No ocidente inteiro, o eleitorado clássico desta nova extrema-direita tende a ser mais pobre e menos letrado. As zonas do PCP e do PS eram as mais propensas a perder votos para o Chega, como está de facto a acontecer. A ideia de que o Chega ia ser sobretudo um problema para a AD e IL, o centro-direita, era um erro de quem vê a política olhando apenas para o parlamento, como se o parlamento fosse um jogo de xadrez isolado da sociologia do país.

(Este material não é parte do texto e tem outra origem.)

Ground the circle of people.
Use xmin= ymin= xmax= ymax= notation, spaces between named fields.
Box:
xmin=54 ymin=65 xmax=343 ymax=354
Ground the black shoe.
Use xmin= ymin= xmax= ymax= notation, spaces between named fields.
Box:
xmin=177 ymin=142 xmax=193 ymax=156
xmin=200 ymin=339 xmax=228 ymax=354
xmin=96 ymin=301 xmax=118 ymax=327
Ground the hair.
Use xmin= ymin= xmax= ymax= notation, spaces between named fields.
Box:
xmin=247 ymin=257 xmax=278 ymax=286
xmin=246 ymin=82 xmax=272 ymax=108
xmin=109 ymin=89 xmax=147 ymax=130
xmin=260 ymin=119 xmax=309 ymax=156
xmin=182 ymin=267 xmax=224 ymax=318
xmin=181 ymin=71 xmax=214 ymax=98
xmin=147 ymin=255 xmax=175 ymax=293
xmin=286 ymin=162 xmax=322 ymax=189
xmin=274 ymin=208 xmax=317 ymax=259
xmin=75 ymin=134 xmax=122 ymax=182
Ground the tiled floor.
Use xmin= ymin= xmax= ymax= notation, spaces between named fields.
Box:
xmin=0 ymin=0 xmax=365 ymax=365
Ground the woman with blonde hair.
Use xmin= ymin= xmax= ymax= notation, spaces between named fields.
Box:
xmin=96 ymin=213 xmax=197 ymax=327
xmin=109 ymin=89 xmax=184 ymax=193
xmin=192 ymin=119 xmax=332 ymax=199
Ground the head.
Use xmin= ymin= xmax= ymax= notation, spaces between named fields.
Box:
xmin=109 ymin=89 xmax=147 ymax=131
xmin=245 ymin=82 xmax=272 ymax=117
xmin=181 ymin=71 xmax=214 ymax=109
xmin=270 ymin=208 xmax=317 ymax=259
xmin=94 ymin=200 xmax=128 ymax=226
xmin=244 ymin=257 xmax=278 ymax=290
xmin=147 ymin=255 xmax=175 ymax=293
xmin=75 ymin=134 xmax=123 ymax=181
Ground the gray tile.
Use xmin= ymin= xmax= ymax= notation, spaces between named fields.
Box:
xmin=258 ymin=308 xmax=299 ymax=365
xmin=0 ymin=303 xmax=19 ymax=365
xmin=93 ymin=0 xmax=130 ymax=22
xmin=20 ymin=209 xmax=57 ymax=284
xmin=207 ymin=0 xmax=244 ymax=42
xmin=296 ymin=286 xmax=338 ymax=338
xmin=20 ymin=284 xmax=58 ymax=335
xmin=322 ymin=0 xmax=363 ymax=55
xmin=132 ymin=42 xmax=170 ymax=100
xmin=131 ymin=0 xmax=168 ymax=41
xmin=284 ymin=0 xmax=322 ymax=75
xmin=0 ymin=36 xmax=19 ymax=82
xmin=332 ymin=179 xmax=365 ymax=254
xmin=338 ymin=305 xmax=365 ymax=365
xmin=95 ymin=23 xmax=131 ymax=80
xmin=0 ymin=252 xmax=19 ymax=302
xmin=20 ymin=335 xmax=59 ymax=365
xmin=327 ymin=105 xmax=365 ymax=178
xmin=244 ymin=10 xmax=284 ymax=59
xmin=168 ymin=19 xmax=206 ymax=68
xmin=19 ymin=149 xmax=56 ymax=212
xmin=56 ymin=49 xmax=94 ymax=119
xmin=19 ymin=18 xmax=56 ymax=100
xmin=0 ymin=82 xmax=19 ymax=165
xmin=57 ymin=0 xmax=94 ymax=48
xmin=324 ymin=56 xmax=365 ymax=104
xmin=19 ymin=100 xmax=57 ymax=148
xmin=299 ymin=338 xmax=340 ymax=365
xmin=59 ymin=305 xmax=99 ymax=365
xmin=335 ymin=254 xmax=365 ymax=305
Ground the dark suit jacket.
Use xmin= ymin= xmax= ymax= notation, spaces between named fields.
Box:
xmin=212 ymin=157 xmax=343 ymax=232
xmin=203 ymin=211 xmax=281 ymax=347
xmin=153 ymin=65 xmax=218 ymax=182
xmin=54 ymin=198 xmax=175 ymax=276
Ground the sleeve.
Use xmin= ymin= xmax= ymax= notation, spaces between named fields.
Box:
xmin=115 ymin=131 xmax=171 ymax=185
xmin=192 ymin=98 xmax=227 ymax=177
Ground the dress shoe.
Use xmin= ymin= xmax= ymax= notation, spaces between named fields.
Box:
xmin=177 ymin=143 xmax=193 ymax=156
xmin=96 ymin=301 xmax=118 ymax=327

Sociologicamente, o eleitor do Chega está mais distante do eleitor AD/IL e está mais próximo do eleitor PS. O eleitor do PS tem menos rendimento e menos estudos do que o eleitor da AD (mais rendimento e mais educação) e por isso está mais próximo do retrato típico do eleitor do Chega. Há outro fator além do rendimento e dos estudos: de forma geral, os católicos resistem ao populismo.
Cada vez mais, a classe média tem procurado seguros de saúde e colégios privados, porque os serviços públicos defendidos pela esquerda degradaram-se e perderam qualidade agravada pela luta sindical com greves atrás de greves. Quem é que permanece nas escolas públicas? Os mais pobres e remediados, os mais propensos ao ressentimento do Chega. Os pais de alunos das escolas públicas estão saturados das greves nas escolas que tornam a sua vida num inferno. Idem para as greves nos transportes públicos. Estas greves, sempre protegidas pela esquerda, são um pasto para a raiva suburbana que alimenta o Chega. O instrumento da velha luta de classes da esquerda é agora um paradoxal e indireto instrumento da luta de classes do Chega. Os média também se silenciaram em relação a queixas das alentejanas em relação a imigrantes muçulmanos. Da mesma maneira, vimos como várias reportagens de fundo mostraram que de facto há problemas no Martim Moniz gerados pela imigração.